Il più antico di tali poemi, composto da uno sheikh di Djerba (Shaaban el-Qanushi, o forse el-Mennushi) tra la fine del Settecento e gli inizi dell'Ottocento, è tuttora cantato in occasione dei decessi, e tratta di ciò che avviene all'anima del defunto dopo la morte, con la sepoltura, il giudizio particolare e infine quello universale, con estese descrizioni dei peccati maggiori e delle pene ad essi relative.

Riguardo al Gebel Nefusa (Libia) si conoscono almeno due poemetti di questo tipo (la denominazione autoctona per questa forma letteraria è taqsitt), composti da un religioso di Nome Abû Fâlgha e tramandati oralmente fino al giorno d'oggi. Già Francesco Beguinot accennò negli anni Venti a questi testi, pubblicandone però solo l'incipit in traduzione. Alla fine degli anni sessanta, Luigi Serra raccolse da un anziano di Mezzu (nel Gebel Nefusa) il testo berbero di due poemetti che sembrano coincidere con quelli segnalati da Beguinot. Il primo, il cui incipit rimanda con evidenza al poema gerbino, parla anch'esso dell'aldilà, soffermandosi però maggiormente sulle ricompense per chi avrà ben meritato; l'ultimo poi è una descrizione dei cinque arkan, o "pilastri" della fede islamica.

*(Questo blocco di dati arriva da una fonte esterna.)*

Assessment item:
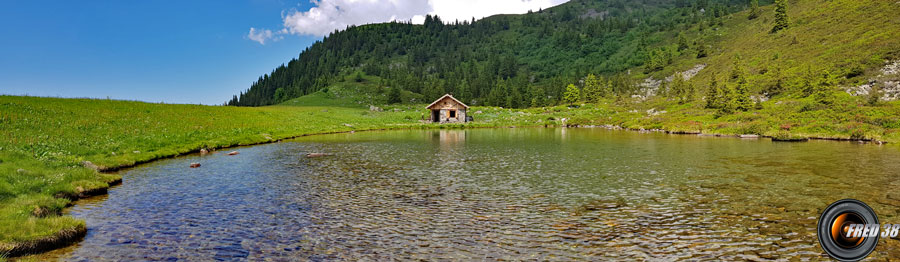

Sembra evidente che lo scopo di queste composizioni fosse l'ammaestramento religioso, con la parola cantata, di popolazioni molto poco alfabetizzate. Probabilmente i poemi, redatti in una sorta di koinè, circolavano in tutti i paesi ibaditi del Nordafrica, come testimonia il fatto che una parte del poema gerbino era stata registrata, sul finire del secolo XIX, nello Mzab da R. Basset.